X-ray wavelengths are on the order of the interatomic distances in crystals. A beam of electrons has a much shorter wavelength, thereby providing a commensurately higher level of resolution. Electron radiation, however, has significantly less penetrating power than X-rays, and therefore requires very thin specimens. Electrons also interact with matter to a much greater extent, and therefore quantitative measurements from the images obtained may be unreliable. Neutron diffraction is similar to that of X-rays, and has a wavelength on the order of 1 Ångstrom. Neutron diffraction is superior to X-ray diffraction in two cases: where the location of light elements (e.g., hydrogen atoms) is sought, and where magnetic effects are of interest.

Correction Factors

Although, in theory, a diffraction pattern is a projection of the weighted crystal reciprocal lattice, in practice, the observed pattern is more complex, being affected by many factors including experimental setup, thermal vibration of the atoms in the crystal, internal reflections which cause interference, and so forth.

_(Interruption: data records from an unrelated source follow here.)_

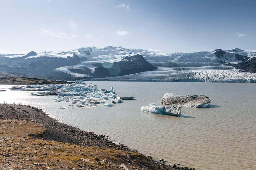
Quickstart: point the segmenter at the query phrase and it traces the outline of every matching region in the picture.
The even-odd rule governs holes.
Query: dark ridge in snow
[[[97,67],[90,74],[94,77],[124,76],[152,71],[156,67],[148,62],[142,55],[137,54],[125,57],[121,61],[111,63],[105,62],[94,64]]]
[[[243,62],[248,61],[251,58],[247,57],[246,55],[241,55],[238,54],[236,54],[235,58],[238,61],[241,61]]]
[[[225,54],[225,52],[222,51],[221,49],[219,49],[217,50],[215,50],[213,53],[215,54],[215,55],[218,57],[219,58],[221,59],[221,57],[223,57],[224,54]]]

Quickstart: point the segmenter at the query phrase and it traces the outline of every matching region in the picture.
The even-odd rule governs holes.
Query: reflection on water
[[[119,96],[137,99],[115,107],[63,110],[60,106],[71,103],[54,102],[54,96],[32,96],[33,92],[7,90],[0,92],[0,103],[22,101],[42,108],[62,122],[108,135],[171,164],[197,169],[256,168],[256,84],[92,83],[99,88],[113,86]],[[142,106],[150,103],[160,105],[165,93],[205,95],[212,99],[212,107],[183,107],[179,117],[141,112]]]

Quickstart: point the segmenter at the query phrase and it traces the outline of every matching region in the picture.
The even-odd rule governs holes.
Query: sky
[[[0,53],[256,50],[255,0],[0,0]]]

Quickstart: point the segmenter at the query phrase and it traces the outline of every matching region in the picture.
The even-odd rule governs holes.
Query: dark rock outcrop
[[[153,70],[156,68],[148,62],[142,55],[137,54],[125,57],[121,61],[112,63],[105,62],[97,63],[94,73],[94,77],[106,77],[124,76]]]
[[[221,49],[219,49],[217,50],[215,50],[214,51],[214,52],[213,53],[215,55],[221,59],[221,57],[223,57],[223,55],[225,54],[225,52],[222,51]]]
[[[238,54],[236,54],[235,56],[236,59],[238,61],[241,61],[242,62],[248,61],[251,58],[246,55],[241,55]]]

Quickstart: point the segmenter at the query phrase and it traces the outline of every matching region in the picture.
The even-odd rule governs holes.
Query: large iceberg
[[[181,107],[178,106],[158,106],[155,103],[152,103],[149,104],[149,106],[141,107],[141,111],[157,114],[179,116],[181,113]]]
[[[194,108],[206,108],[210,105],[211,99],[204,95],[181,96],[167,93],[161,98],[161,103]]]
[[[84,82],[77,81],[71,84],[57,85],[43,85],[15,86],[12,90],[29,91],[46,91],[32,93],[33,95],[55,95],[58,96],[54,99],[56,102],[70,102],[72,105],[61,106],[60,108],[95,108],[102,104],[102,106],[111,106],[117,103],[122,103],[123,100],[117,96],[113,87],[110,90],[99,89],[97,85],[87,85]],[[112,103],[108,100],[112,99]]]

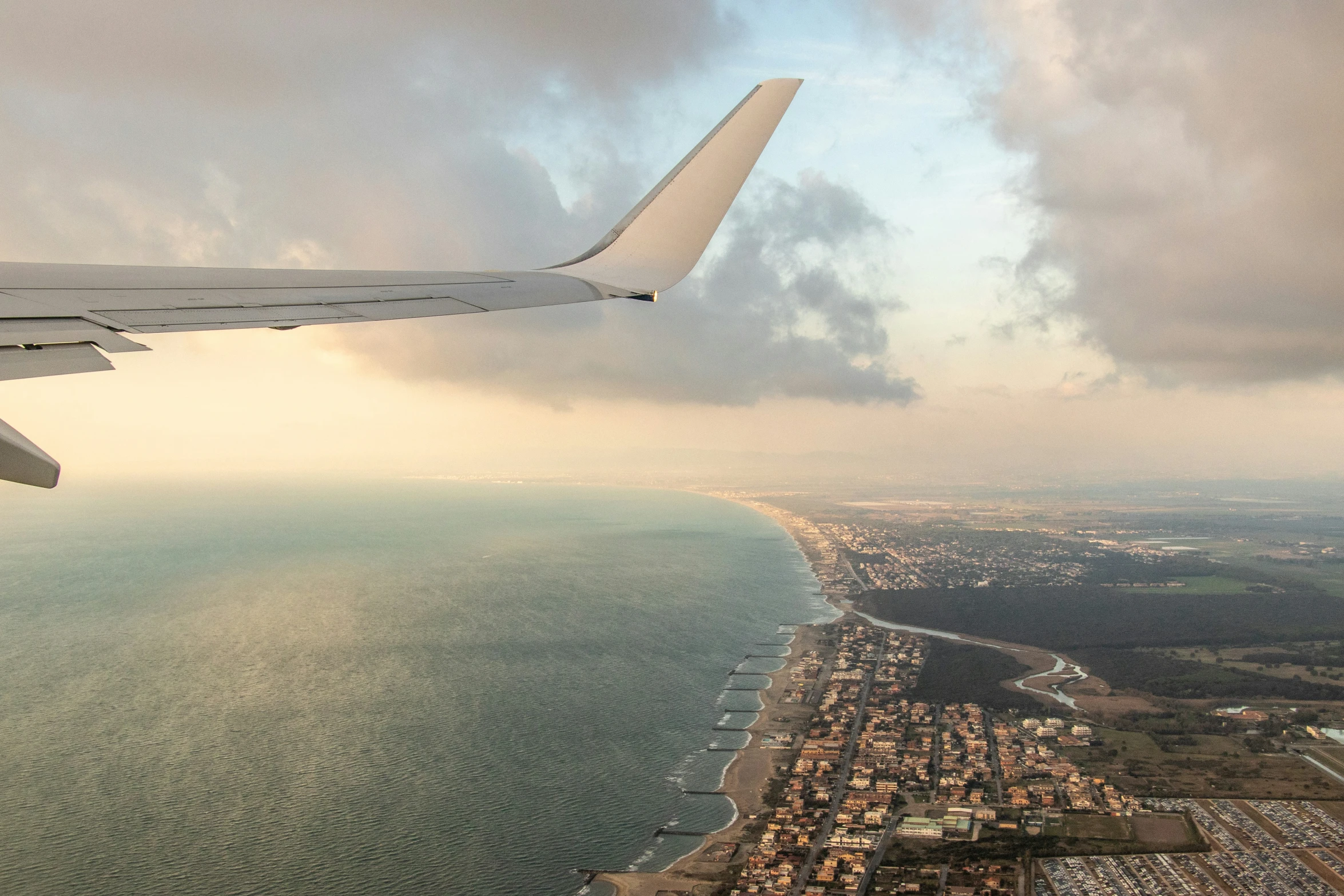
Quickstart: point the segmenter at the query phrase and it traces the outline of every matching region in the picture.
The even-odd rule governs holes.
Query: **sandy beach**
[[[778,672],[770,673],[770,688],[761,693],[765,708],[757,715],[755,723],[747,731],[751,742],[739,750],[723,775],[722,791],[738,807],[737,819],[723,830],[707,837],[704,844],[689,856],[677,860],[669,868],[657,873],[602,873],[597,880],[616,887],[621,896],[655,896],[660,889],[696,893],[695,887],[708,891],[727,868],[722,862],[700,861],[707,846],[718,842],[742,842],[745,829],[757,819],[753,815],[765,809],[763,795],[770,787],[770,779],[777,771],[788,772],[792,758],[789,750],[769,750],[761,746],[761,735],[773,731],[792,731],[794,735],[806,731],[812,717],[810,704],[781,703],[789,688],[789,669],[809,650],[816,649],[821,637],[820,626],[800,626],[789,642],[788,662]],[[782,719],[782,721],[781,721]]]

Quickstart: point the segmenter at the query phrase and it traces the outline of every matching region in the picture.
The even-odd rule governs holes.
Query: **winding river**
[[[934,638],[945,638],[948,641],[960,641],[962,643],[974,643],[974,645],[978,645],[981,647],[993,647],[995,650],[1005,650],[1008,653],[1025,653],[1025,650],[1021,649],[1021,647],[1005,647],[1005,646],[1001,646],[1001,645],[997,645],[997,643],[991,643],[988,641],[976,641],[974,638],[966,638],[964,635],[960,635],[956,631],[939,631],[938,629],[923,629],[921,626],[910,626],[910,625],[900,625],[900,623],[895,623],[895,622],[887,622],[886,619],[878,619],[875,617],[870,617],[867,613],[859,613],[859,615],[863,617],[864,619],[867,619],[868,622],[871,622],[872,625],[880,626],[883,629],[895,629],[898,631],[914,631],[915,634],[927,634],[927,635],[931,635]],[[1044,654],[1048,654],[1048,656],[1054,657],[1054,660],[1055,660],[1055,668],[1050,669],[1047,672],[1034,672],[1030,676],[1024,676],[1021,678],[1017,678],[1016,681],[1013,681],[1013,685],[1019,690],[1028,690],[1031,693],[1040,695],[1042,697],[1050,697],[1051,700],[1054,700],[1056,703],[1064,704],[1070,709],[1077,709],[1078,708],[1078,703],[1073,697],[1070,697],[1068,695],[1066,695],[1063,690],[1060,690],[1060,688],[1063,685],[1067,685],[1067,684],[1074,684],[1075,681],[1083,681],[1083,680],[1086,680],[1087,678],[1087,673],[1083,672],[1078,666],[1078,664],[1068,662],[1067,660],[1064,660],[1063,657],[1060,657],[1058,653],[1051,653],[1050,650],[1036,650],[1036,653],[1044,653]],[[1055,681],[1055,682],[1051,682],[1051,684],[1046,685],[1047,690],[1040,690],[1039,688],[1032,688],[1032,686],[1027,685],[1027,682],[1031,681],[1032,678],[1040,678],[1043,676],[1056,676],[1056,674],[1060,674],[1060,673],[1063,673],[1064,676],[1067,676],[1067,678],[1064,681]]]

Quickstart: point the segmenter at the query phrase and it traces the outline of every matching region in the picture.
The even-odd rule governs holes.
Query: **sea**
[[[730,672],[833,615],[675,490],[8,488],[0,892],[578,893],[714,830]],[[781,627],[785,626],[785,627]],[[755,664],[755,665],[753,665]],[[750,678],[739,680],[750,681]],[[599,892],[595,884],[589,892]]]

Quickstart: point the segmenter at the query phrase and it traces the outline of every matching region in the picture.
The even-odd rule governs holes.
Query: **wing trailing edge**
[[[339,271],[0,262],[0,380],[113,369],[164,333],[655,301],[691,273],[802,81],[757,85],[593,249],[535,271]],[[0,420],[0,480],[55,488],[60,465]]]
[[[691,273],[802,81],[762,81],[578,258],[554,270],[656,296]]]

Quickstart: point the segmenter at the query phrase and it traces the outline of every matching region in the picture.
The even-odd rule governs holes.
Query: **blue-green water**
[[[0,892],[573,893],[656,869],[829,617],[770,520],[676,492],[4,492]],[[763,668],[774,668],[763,661]],[[761,666],[743,666],[757,670]],[[731,721],[750,720],[731,715]],[[737,739],[737,740],[734,740]]]

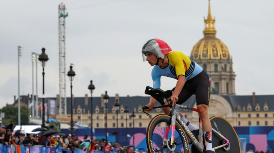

Several kinds of corrections can be modeled with readily calculable expressions and are provided as options in the MOE diffraction simulation:

  • The Lorentz geometric correction factor compensates for the geometry of the diffraction process.
  • Thermal vibrations of atoms inside the crystal cause atom scattering factors to fall off faster than in the stationary model; temperature correction factors exist to compensate for this effect.
  • The polarization of incident X-rays (particularly in the case of Synchrotron-generated rays) can be modeled.
  • Use of a crystal monochromator with X-ray radiation introduces additional polarization which can be compensated for.
  • Anomalous scattering effects are observed when the frequency of incident X-ray radiation is close to the natural absorption frequency of the atoms in the crystal, and can be modeled using a complex correction to the scattering factor.

Summary of Diffraction Simulation in MOE

MOE's diffraction simulation application provides functionality for generating powder, single crystal, and fiber diffraction plots. The three radiation sources --- X-ray, electron, and neutron --- are provided, with X-ray radiation being specified according to anode type, and with an additional optional crystal monochromator. Various correction factors --- Lorentz, polarization, anomalous scattering, temperature factor --- are available, and can be enabled or disabled.

For display purposes, five powder peak shapes are available, and four 2-D camera types. Individual reflections can be isolated, and plotting parameters can be edited.

References

Andrew, K. W., Dyson, D. J., and S. R. Keown, Interpretation of Electron Diffraction Patterns, 2nd ed., 1971, Plenum Press, NY.

International Tables for X-Ray Crystallography, Vol.I, Norman F.M. Henry and Kathleen Lonsdale, Ed., 1952, The Kynoch Press, Birmingham, England.

International Tables for X-Ray Crystallography, Vol.II, John S. Kasper and Kathleen Lonsdale, Ed., 1985, D. Reidel Publishing Company, Dordrecht, Holland.

International Tables for X-Ray Crystallography, Vol.III, Caroline H. MacGillavry and Gerard D. Rieck, Ed., 1962, The Kynoch Press, Birmingham, England.

Jeffery, J.W. Methods in X-Ray Crystallography, 1971, Academic Press Inc. (London) Ltd.

Ladd, M.F.C. and R.A. Palmer. Structure Determination by X-Ray Crystallography, 2nd ed., 1985, Plenum Press, New York.

Lipson, H.S. Crystals and X-Rays, 1970, Springer-Verlag New York Inc., New York.

Stout, George H. and Lyle H. Jensen. X-Ray Structure Determination, 2nd ed., 1989, John Wiley & Sons, Inc., New York.

Woolfson, Michael M. An Introduction to X-Ray Crystallography, 2nd ed., 1997, Cambridge University Press, U.K.